Martin Turcotte est chercheur en sciences sociales à la Division de la statistique sociale et autochtone de Statistique Canada.

Notes

  1. Boyle, Theresa. 2007. « Kids hang in with parents to raise a down payment », Toronto Star, 28 avril; El Nasser, Haya. 2005. « Why grown kids come home », Usa Today, http://www.usatoday.com/news/nation/2005-01-10-cover-kids_x.htm, site consulté le 6 juillet 2007; « Boomerang kids », Canadian Living, septembre 2004.
  2. Pour voir une description des différents facteurs qui ont été inclus dans cette analyse, voir Turcotte, Martin. 2007. « L'accession des jeunes adultes à la propriété résidentielle », Tendances sociales canadiennes, no 84, produit no 11-008-XIF au catalogue de Statistique Canada.

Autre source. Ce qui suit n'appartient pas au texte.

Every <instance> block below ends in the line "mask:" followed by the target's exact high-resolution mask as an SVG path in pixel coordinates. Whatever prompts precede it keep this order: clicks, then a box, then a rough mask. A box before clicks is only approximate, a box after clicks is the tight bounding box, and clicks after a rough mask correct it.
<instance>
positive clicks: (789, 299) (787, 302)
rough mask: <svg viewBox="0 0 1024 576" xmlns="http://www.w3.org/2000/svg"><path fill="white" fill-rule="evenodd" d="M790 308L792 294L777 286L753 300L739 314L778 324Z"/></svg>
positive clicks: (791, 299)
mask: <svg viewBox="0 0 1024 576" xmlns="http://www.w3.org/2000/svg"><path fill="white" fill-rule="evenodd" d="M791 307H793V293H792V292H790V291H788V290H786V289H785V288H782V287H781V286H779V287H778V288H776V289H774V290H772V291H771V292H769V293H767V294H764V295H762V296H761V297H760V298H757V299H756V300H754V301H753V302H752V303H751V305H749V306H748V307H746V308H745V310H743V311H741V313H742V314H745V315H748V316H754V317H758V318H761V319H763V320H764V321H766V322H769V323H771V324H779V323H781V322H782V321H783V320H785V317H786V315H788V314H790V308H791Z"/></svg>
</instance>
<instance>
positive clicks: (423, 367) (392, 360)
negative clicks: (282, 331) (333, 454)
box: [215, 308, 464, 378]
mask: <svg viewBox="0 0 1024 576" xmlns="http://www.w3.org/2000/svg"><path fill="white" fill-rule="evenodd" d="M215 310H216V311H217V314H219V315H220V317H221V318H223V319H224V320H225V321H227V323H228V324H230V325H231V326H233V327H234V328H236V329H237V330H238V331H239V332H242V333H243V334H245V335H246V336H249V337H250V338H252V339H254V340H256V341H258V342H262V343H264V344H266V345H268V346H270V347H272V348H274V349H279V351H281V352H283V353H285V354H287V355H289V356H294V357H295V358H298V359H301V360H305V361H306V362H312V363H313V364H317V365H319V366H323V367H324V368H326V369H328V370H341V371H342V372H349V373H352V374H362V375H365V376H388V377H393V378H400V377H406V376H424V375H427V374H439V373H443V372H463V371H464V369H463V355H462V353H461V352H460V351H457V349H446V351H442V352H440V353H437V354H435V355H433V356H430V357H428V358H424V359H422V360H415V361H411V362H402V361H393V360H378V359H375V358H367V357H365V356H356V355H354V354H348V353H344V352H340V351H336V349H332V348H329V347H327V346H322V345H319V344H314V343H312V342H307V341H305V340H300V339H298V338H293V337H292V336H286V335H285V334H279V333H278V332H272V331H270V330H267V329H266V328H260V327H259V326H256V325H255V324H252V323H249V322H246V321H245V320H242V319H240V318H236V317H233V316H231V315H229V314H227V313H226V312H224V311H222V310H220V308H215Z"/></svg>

  3. Les probabilités prédites présentées dans le graphique 2 ont été estimées en maintenant constants les autres facteurs inclus dans l'analyse statistique de façon à ce qu'ils correspondent au profil d'une « personne type ». Cette « personne type » avait les caractéristiques suivantes : un homme de 35 ans, qui vivait dans un ménage dont les revenus se situaient entre 50 000 $ et 59 999 $, qui avait complété un diplôme d'études collégiales, qui occupait un emploi permanent et qui vivait dans la RMR de Toronto.
  4. BMO Groupe financier. 2007. « La génération Y reste à la maison plus longtemps avant de se lancer sur le marché immobilier — un nombre sans précédent de jeunes âgés de 21 à 34 ans demeurent toujours chez leurs parents ». Communiqué de presse, 17 avril, 2007. www2.bmo.com (site consulté le 24 octobre 2007.)
  5. Si on change la population de référence pour inclure uniquement dans l'analyse les adultes âgés de 35 à 44 ans (et ainsi tenir compte du fait que certaines personnes retournent vivre chez leurs parents après l'âge de 30 ans), les conclusions demeurent exactement les mêmes : les enfants boomerangs sont moins susceptibles de posséder leur logement que les enfants qui ont quitté le domicile parental une seule fois.
  6. La différence avec le groupe des personnes qui n'étaient jamais retournées vivre chez leurs parents n'était pas statistiquement significative dans l'analyse de régression logistique.